Anitin on tarafinda da büyük bir kilic figürü var,merdivenlerden çıkıp içeriye girmek mümkün.“AO INFANTE D. HENRIQVE E AOS PORTUGUESES QVE DESCOBRIRAM OS CAMINHOS DO MAR” yani ” Prens Henry ve diger Portekizlilere adanmistir, onlar ki denizin yollarını keşfetmislerdir” yazmakta iceride duvarda.
Diger tarafta ise; “NO V CENTENARIO DO INFANTE D. HENRIQVE 1460 – 1960” yani “Prens Henry’ye ölümünün 500. yilinda” yazmakta

Kesifler/Kasifler Aniti’ndan sehire doğru bakıldığında görülen köprünün adı Ponte 25 De Abril (25 Nisan Köprüsü)

Kopru Amerika'daki San Francisco koprusunun ikizi gibi, 1966 yilinda ayni koprunun mimari tarafindan yapilmis (Ilk ismi Salazar Koprusu). Karanfil Devrimi'nden (15 Nisan 1974) sonra diktatör Salazar gitmis keza koprunun ismi de (15 Nisan Koprusu)
Belem icin yarim gun cok yeterli ama Belem'e yuruyerek gidip gelimnecekse mesafe biraz uzun.
Donus yolunda da ayni tramvay sehir merkezine kadar goturuyor, zaten butun turistler ayni rotayi yurudugu icin hangi istasyon inilecek binilecek pek sorun olmuyor.

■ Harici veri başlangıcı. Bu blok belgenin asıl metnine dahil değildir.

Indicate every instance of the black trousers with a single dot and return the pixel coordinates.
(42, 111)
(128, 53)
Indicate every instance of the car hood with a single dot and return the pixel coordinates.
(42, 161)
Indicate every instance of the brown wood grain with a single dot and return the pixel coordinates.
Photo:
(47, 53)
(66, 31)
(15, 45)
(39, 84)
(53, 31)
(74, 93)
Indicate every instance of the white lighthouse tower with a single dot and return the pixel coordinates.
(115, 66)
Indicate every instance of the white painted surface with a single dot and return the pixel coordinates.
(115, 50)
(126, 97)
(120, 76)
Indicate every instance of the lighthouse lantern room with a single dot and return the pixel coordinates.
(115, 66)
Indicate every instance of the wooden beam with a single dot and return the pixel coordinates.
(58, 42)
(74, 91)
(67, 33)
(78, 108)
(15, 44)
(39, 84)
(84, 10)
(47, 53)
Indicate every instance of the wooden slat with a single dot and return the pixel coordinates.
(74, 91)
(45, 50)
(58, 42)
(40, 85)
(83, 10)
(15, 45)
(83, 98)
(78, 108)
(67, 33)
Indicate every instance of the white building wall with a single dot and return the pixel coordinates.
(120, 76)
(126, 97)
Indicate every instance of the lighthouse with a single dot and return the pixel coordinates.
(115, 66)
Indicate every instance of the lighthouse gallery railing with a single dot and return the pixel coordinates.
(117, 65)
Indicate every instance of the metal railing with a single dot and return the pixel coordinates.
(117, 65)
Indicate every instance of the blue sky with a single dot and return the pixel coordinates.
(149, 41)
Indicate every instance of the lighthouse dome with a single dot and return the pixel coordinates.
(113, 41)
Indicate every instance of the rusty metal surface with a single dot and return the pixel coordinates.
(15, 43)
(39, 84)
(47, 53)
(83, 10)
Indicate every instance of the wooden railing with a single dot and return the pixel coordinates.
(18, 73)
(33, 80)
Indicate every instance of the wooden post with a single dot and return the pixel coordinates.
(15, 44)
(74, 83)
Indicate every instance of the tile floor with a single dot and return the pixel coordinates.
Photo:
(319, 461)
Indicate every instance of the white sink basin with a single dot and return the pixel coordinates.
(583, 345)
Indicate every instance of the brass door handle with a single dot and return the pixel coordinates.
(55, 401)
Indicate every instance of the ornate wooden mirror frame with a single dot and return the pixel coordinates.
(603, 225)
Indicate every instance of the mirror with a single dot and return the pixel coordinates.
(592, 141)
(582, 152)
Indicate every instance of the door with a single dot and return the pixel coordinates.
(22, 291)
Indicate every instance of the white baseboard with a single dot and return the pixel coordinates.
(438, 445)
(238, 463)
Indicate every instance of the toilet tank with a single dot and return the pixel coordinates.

Lizbon'da 5 adet tramvay güzergahı bulunmakta. Ama sehiri dolasan kisaca Lizbon’u kesfetmek için 28 numaralı tramvaya kesinlikle binmelisiniz.28 numarali tramvay hala hizmette olan 3 geleneksel tramvay hattından en popüler olanı. Bu hatta yapılacak bir gezinti, Lizbon’un anıtlarını,kiliselerini,park-bahçelerini ve kendine has mahallelerini görmenizin en iyi yolu. Turistlerin ve yerel halkin sikca kullandigi bir hat, sadece turistler icin degil, kuyrukta sıra beklemek ve tramvay icerisinde ayakta yolculuk etmek de var:) Ancak herseye deger.
Tramvay yolculuga, Rossio Meydani yakinindaki Martim Moniz duragindan baslar, tepelere dogru  kiliseler, eski evler,fado barları, kucuk dukkan ve lokantaları ile ünlü Alfama mahallesine ulasir, sonra Baixa Caddesi’nden geçerek Bairro Alto ‘nun alt kisimlarina varirr ve son durak olan Prazeres ‘de yaklaşık 30 dakika süren gezi sonlanir. 
28 numaralı tramvay ring seferi yapmiyor. Eğer şehir merkezine doğru geri dönmek isterseniz son durak olan Prazeres‘de (durağın tam karşısında bir mezarlık bulunur) inip yine aynı yerden muhtemelen sizi oraya getiren tramvaya binmek zorundasınız. Şaşkın şaşkın etrafa bakınırsanız bir sonraki tramvaya kalmanız kuvvetle muhtemel:)
Tramway'dan inip yukarilarda, teras cafe'lerde kahve bira keyfi yapilabilinir sehire bakilip. Sonra merdivenlerden sehire inilir, biz oyle yaptik, bira ile guzellestik, muhabbet ettik genclerle, sonra sehir merkezine donduk, bu sefer Praça Do Comercio (Ticaret Meydanı), Lizbon’un önemli ve görkemli bir meydani. Bir zamanlar Lizbon’un ana liman girişi olarak kullanılmış.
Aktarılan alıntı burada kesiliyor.